Por seu turno, a Requerida entende:

  1. Existir incompetência absoluta, em razão da matéria, do tribunal arbitral para apreciação do pedido de aplicação aos Requerentes do regime jurídico-tributário dos residentes não habituais, porquanto entende que, subjacente ao pedido de pronuncia arbitral (anulação da liquidação de IRS do ano de 2021), está em causa o “pedido de reconhecimento do estatuto de residente não habitual”, questão esta que está fora da esfera de competência do Tribunal Arbitral, nos termos do artigo 2.º, n.º 1 do RJAT.  Em abono da sua tese invoca, a decisão arbitral proferida no processo 796/2022-T, a qual segue o Acórdão do Tribunal Constitucional n.º 718/2017, proferido no Processo n.º 723/2016, de 2017/11/15
  2. Existir erro na forma do processo, por ser o acto impugnado insuscetível de impugnação, com fundamento no estatuto de RNH, por assentar num procedimento prévio e independente da liquidação em causa, conforme reconhecido no Acórdão do Tribunal Constitucional n.º 718/2017.
  3. Invoca ainda que a inscrição como RNH foi extemporânea e que a essa mesma inscrição constitui um requisito prévio necessário à concessão do estatuto/benefício de RNH, o qual não foi atempadamente requerido pelos Requerentes, pelo que não se verifica a ilegalidade da liquidação contestada.
  4. Vem, por fim, a AT alegar a “inconstitucionalidade da interpretação invocada sobre o efeito meramente declarativo da inscrição prevista no n.º 10 do artigo 16.º do CIRS, por violação dos artigos 3.º, n.º 3, 103.º, n.º 2 e 267.º, n.º 2 e 2.º da Constituição da República Portuguesa”.

 

III – DO DIREITO

 

  1. Da exceção de incompetência em razão da matéria

 

  1. A Requerida começa por invocar a excepção de incompetência absoluta, em razão da matéria, do tribunal arbitral para a apreciação do pedido de reconhecimento do estatuto de residente não habitual.

 

  1. Conforme resulta dos autos, os Requerentes deixaram claro que “A eventual ilegalidade das decisões de indeferimento dos pedidos apresentados pelos requerentes para serem registados como residentes não habituais é matéria que não cabe no âmbito do presente pedido de anulação do ato tributário de liquidação de IRS, que ora se impugna.” (cf. ponto 20 do PPA), mas sim a liquidação de IRS, referente ao ano de 2021, no valor de € 2.301,30.

 

  1. Sobre a questão da competência, em casos semelhantes ao dos autos, existe jurisprudência anterior, em sucessivas decisões do CAAD, que se pronuncia no sentido sustentado pelos Requerentes (cf. decisões do CAAD n.ºs 891/2023, 544/2023, 487/2023-T, 705/2022, 188/2020-T, 777/2020-T, 815/2021-T), nas quais se decidiu que o tribunal arbitral é competente para se pronunciar sobre os actos de liquidação de IRS, quando é suscitada a aplicação do regime dos residentes não habituais.

 

  1. Acompanhamos nesta matéria a jurisprudência firmada naquelas decisões, em que já se analisou a argumentação que sustenta a posição da Requerida também neste processo.

 

  1. Em sintonia com a decisão proferida no Processo n.º 777/2020-T, salientamos que:

 

“Que o Requerente não se encontra registado como “residente não habitual” é um facto provado.
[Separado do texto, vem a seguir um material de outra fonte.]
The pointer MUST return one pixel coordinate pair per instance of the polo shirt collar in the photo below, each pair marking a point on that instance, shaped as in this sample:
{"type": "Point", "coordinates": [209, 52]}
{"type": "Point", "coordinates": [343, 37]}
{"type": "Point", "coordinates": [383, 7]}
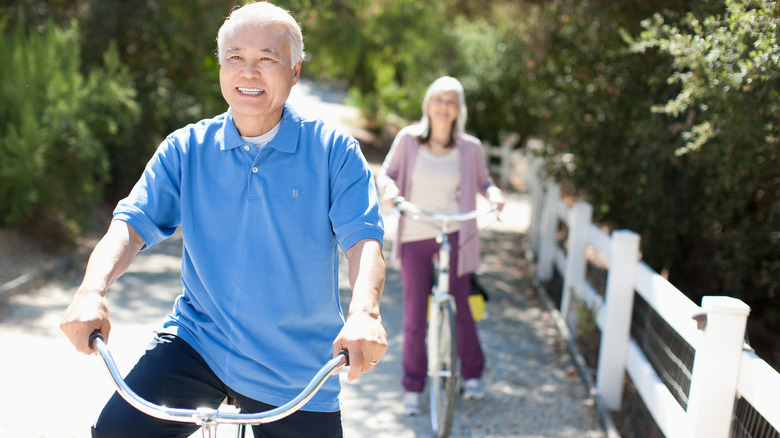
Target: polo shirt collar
{"type": "Point", "coordinates": [286, 140]}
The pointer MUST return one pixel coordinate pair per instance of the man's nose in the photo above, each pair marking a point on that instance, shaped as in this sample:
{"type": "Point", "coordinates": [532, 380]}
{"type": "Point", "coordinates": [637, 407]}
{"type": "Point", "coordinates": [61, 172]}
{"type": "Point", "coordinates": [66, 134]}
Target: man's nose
{"type": "Point", "coordinates": [250, 70]}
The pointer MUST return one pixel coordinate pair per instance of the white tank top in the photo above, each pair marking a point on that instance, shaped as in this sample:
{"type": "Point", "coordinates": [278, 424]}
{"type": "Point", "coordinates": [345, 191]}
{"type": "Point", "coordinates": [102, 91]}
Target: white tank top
{"type": "Point", "coordinates": [434, 187]}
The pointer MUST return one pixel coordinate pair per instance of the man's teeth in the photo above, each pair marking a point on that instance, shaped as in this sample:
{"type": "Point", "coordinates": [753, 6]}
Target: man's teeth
{"type": "Point", "coordinates": [250, 91]}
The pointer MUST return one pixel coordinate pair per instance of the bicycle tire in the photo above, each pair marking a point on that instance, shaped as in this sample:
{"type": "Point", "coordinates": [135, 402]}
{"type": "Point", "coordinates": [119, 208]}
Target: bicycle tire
{"type": "Point", "coordinates": [444, 382]}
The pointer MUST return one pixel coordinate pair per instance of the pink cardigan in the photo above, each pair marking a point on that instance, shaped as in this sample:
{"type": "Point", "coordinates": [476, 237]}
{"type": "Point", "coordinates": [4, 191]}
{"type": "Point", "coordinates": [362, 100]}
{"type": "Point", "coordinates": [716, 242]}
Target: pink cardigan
{"type": "Point", "coordinates": [474, 177]}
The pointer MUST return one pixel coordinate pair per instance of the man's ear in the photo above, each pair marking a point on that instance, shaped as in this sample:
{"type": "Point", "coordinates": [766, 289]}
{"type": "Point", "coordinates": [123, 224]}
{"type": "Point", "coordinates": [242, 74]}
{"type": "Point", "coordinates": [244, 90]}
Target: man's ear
{"type": "Point", "coordinates": [297, 71]}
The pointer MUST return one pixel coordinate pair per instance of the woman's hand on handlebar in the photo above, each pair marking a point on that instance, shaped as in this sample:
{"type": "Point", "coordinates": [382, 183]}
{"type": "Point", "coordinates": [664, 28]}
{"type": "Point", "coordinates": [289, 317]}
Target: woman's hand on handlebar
{"type": "Point", "coordinates": [86, 313]}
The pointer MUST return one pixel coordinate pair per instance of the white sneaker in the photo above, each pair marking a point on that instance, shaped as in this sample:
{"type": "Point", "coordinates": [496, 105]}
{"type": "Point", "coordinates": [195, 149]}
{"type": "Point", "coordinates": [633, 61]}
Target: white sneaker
{"type": "Point", "coordinates": [473, 390]}
{"type": "Point", "coordinates": [411, 403]}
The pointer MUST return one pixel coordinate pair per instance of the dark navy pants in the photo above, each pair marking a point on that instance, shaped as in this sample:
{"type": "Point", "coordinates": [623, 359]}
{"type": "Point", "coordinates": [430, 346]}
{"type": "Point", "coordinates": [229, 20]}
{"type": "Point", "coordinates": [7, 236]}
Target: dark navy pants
{"type": "Point", "coordinates": [173, 374]}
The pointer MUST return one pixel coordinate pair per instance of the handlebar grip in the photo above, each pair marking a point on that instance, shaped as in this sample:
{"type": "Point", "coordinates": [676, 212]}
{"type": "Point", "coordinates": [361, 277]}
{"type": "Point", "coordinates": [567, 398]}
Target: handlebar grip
{"type": "Point", "coordinates": [95, 334]}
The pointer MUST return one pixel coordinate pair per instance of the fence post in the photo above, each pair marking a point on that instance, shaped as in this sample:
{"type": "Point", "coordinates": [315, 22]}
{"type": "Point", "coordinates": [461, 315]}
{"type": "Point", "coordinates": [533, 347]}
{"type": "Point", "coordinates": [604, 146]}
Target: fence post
{"type": "Point", "coordinates": [716, 368]}
{"type": "Point", "coordinates": [616, 329]}
{"type": "Point", "coordinates": [534, 168]}
{"type": "Point", "coordinates": [508, 142]}
{"type": "Point", "coordinates": [576, 261]}
{"type": "Point", "coordinates": [547, 232]}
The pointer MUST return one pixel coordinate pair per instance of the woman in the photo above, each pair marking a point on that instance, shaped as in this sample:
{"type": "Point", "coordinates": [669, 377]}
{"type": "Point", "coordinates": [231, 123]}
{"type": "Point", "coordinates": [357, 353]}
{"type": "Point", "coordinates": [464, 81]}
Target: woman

E se foi legal ou ilegal o indeferimento do pedido do Requerente para ser registado como “residente não habitual” é matéria que não cabe analisar nesta instância.

 

Assim, o que interessa aferir nos presentes autos é apenas se o registo como “residente não habitual”, previsto no n.º 8 (à data dos factos) do artigo 16.º constitui um requisito formal necessário para que o sujeito passivo possa beneficiar do regime respectivo”.

 

  1. Como já acentuado, o pedido formulado, pelos Requerentes versa sobre a liquidação de IRS do ano de 2021 e não sobre o acto de indeferimento do pedido de inscrição como Residente Não Habitual, ainda que haja referência a esse acto.

 

  1. Tendo em consideração o pedido, tal como o mesmo é formulado pelos Requerentes, declaração de ilegalidade da liquidação de IRS, referente ao ano de 2021, o mesmo cabe na competência dos tribunais arbitrais constituídos no âmbito do CAAD, enquanto acto que comporta a apreciação da legalidade dos actos de liquidação de tributos, nos termos do artigo 2.º, n.º 1, alínea a) do RJAT.

 

Improcede, assim, a excepção de incompetência material suscitada pela Requerida.

 

 

  1. Da (In)impugnabilidade do acto (tributário) de liquidação

 

  1. A Requerida invoca existir erro na forma do processo, por ser o acto impugnado insuscetível de impugnação com fundamento no estatuto de RNH, por assentar num procedimento prévio e independente da liquidação em causa, conforme reconhecido no Acórdão do Tribunal Constitucional n.º 718/2017.

 

  1. Conforme já mencionado acima, o pedido formulado nos presentes autos visa a declaração de ilegalidade do acto de liquidação de IRS referente ao ano de 2021, no valor de € 2.301,30.

 

  1. Nos presentes autos não se discute a ilegalidade do reconhecimento prévio do estatuto de residente não habitual. Discute-se, sim, se os Requerentes adquiriram o direito a ser tributados como residentes não habituais. 

 

  1. Em abono da sua tese, invoca a AT o Acórdão do Tribunal Constitucional n.º 718/2017. Quanto a este aresto, cumpre assinalar que estava em causa uma liquidação de IRS referente ao ano de 2010, cujo cenário normativo não coincide com o que que está aqui em consideração. Com efeito, neste aresto estava em causa a redação originária introduzida pelo Decreto-Lei n.º 249/2009, de 23/09, que dispunha o seguinte: “O sujeito passivo que seja considerado residente não habitual adquire o direito a ser tributado como tal pelo período de 10 anos consecutivos, renováveis, com a inscrição dessa qualidade no registo de contribuintes da Direcção-Geral dos Impostos”. Foi face a esta disposição que o Tribunal Constitucional fez operar a qualificação do acto de deferimento/indeferimento do estatuto de “Residente Não Habitual” como um acto tributário autónomo. Não sendo o cenário normativo coincidente com aquele que está em causa nestes autos, o mesmo não tem aplicação ao caso em apreço.

 

  1. Conforme já mencionado acima, o pedido formulado nos presentes autos visa a declaração de ilegalidade do acto de liquidação de IRS referente ao ano de 2021, no valor de € 2.301,30, a qual é sindicável judicialmente e perante os tribunais arbitrais, em matéria tributável, por via do presente pedido de pronúncia arbitral, que visa a apreciação da legalidade daquele acto tributário.

 

Improcede, assim, a excepção de erro na forma do processo.

 

  1. Da (i)legalidade da liquidação de IRS impugnada

 

  1. Nos presentes autos está em causa a aplicação aos Requerentes do regime fiscal dos residentes não habituais, no ano de 2021.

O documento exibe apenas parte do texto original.